Know Your Stuff
      
        Jason Truesdell
      
      
        At most high-tech companies, interviewers test you on technologies and
        skills you list on your resume.
       
      
        If you say you know C or C++, expect to be asked to write a string
        reversal function; you'll be expected to know the central terminology
        like what an operator is, what an operand is, and the distinction
        between a declaration and a definition. You might be asked to write a
        singly- or doubly-linked list class, a stack, a queue, or a tree
        structure. Depending on the complexity of the problem, the level and
        description of the job, and the intended duration of the interview, you
        may have to write code, just the declarations, or you may just have
        to describe a data structure or program flow.
       
      
        If your resume says you know HTML, don't come to the interview and say you can
        write HTML but you have to use a reference book to look up syntax.

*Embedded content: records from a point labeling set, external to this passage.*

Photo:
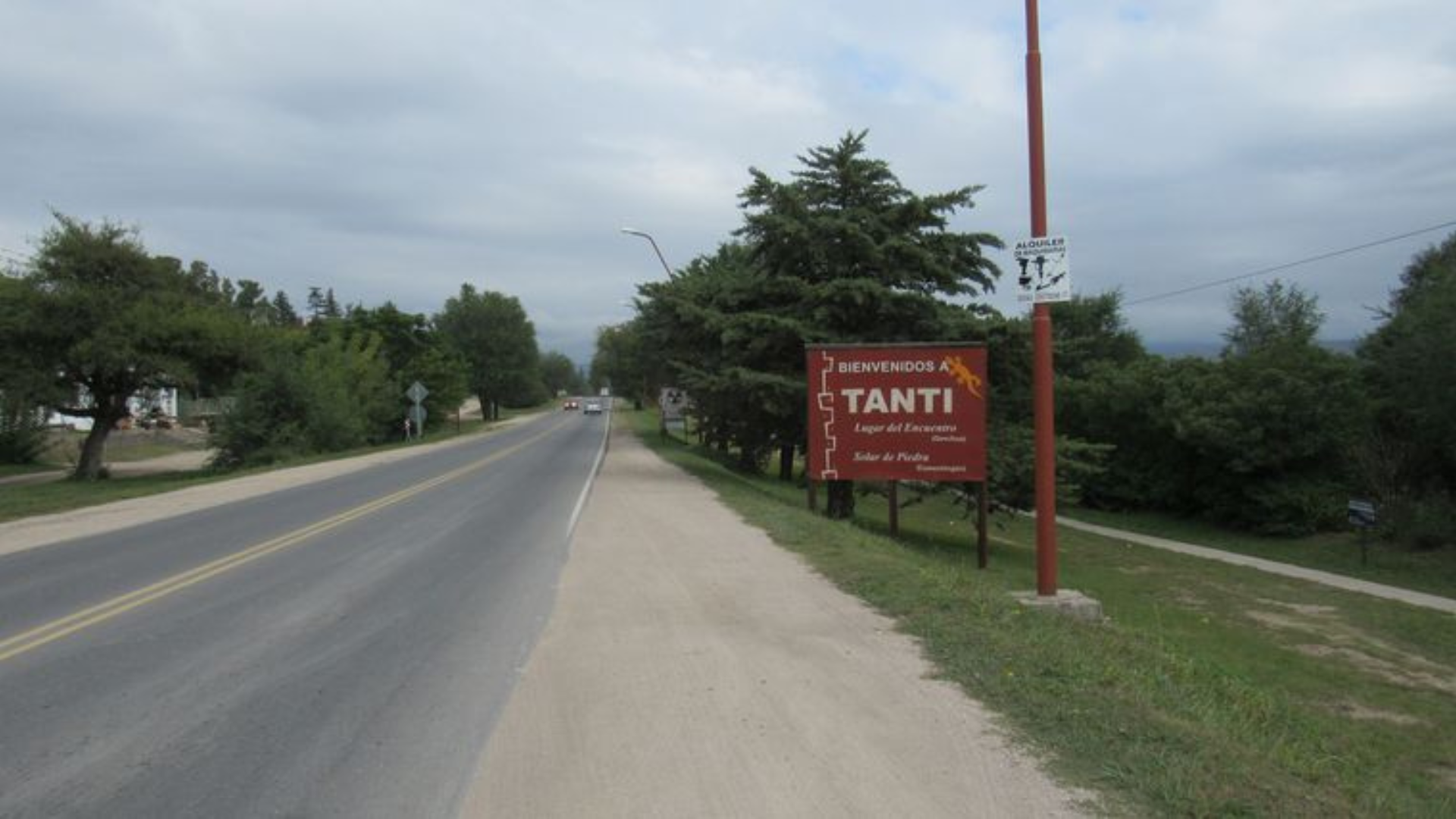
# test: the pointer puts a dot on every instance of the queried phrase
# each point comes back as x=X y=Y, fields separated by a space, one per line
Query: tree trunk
x=840 y=503
x=786 y=463
x=93 y=450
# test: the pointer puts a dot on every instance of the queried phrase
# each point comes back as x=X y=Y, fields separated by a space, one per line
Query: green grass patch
x=1210 y=691
x=1433 y=572
x=9 y=469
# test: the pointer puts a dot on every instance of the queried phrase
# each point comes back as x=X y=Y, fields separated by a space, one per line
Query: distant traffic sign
x=1046 y=273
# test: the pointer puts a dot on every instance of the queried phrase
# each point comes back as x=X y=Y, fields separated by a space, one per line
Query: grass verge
x=1212 y=689
x=1433 y=572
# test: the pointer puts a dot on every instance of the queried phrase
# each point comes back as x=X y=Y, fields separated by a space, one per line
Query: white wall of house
x=140 y=404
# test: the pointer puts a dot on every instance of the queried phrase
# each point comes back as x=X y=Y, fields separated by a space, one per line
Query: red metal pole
x=1043 y=404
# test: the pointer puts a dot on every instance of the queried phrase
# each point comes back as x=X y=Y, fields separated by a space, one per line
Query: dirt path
x=692 y=668
x=1273 y=567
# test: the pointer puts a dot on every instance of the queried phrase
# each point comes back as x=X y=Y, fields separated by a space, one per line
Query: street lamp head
x=655 y=249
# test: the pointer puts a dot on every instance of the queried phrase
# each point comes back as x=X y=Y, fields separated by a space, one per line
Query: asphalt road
x=340 y=649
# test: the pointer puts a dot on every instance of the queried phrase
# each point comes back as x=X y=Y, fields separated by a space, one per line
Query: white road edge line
x=592 y=479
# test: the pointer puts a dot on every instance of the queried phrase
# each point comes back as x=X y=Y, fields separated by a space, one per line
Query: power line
x=1286 y=265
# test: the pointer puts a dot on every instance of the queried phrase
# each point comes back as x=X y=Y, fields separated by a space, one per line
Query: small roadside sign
x=1044 y=271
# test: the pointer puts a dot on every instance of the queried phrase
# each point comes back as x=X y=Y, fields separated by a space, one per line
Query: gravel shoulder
x=692 y=668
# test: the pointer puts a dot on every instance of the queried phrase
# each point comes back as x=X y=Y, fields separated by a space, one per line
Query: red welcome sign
x=897 y=411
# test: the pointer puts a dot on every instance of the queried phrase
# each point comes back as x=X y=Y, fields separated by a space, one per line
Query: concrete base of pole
x=1065 y=602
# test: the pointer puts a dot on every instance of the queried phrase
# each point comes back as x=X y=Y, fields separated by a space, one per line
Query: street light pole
x=648 y=237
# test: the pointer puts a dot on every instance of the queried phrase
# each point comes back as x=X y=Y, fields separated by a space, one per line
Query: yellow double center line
x=115 y=607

        Depending on the job, you probably won't be expected to remember
        minutiae, but you might be asked to write HTML for a complex table, a
        frameset, an ordered or unordered list, and so on. You might be asked
        how to position an element on a page. You may be asked to suggest
        multiple solutions, even bad ones, just so that the interviewer can find
        out how you apply your knowledge to solve problems.
       
      
        If you've only tweaked HTML generated by tools, you might be able to
        demonstrate that you can read HTML (which is how you should have
        described your knowledge on the resume), but don't expect to get away
        with a claim that you "know" HTML.
       
      If you list a skill in your recent experience or you don't establish a
      time frame in your resume, you can expect to be tested on it. If you wrote
      COBOL five years ago and haven't touched it since, you should have it listed
      on your resume only in the context of the job or project on which you worked. In
      that case, you would probably only face fair questions about the problems
      you faced in developing your code and how you solved them.
       
      
        As I've mentioned elsewhere,
        high-tech employees, including managers, tend to be familiar with a wide
        range of technologies and may test you on skills not
        directly related to the job.
       
      
        Be comfortable enough with your areas of expertise that you won't have
        to make excuses when you are asked questions about them.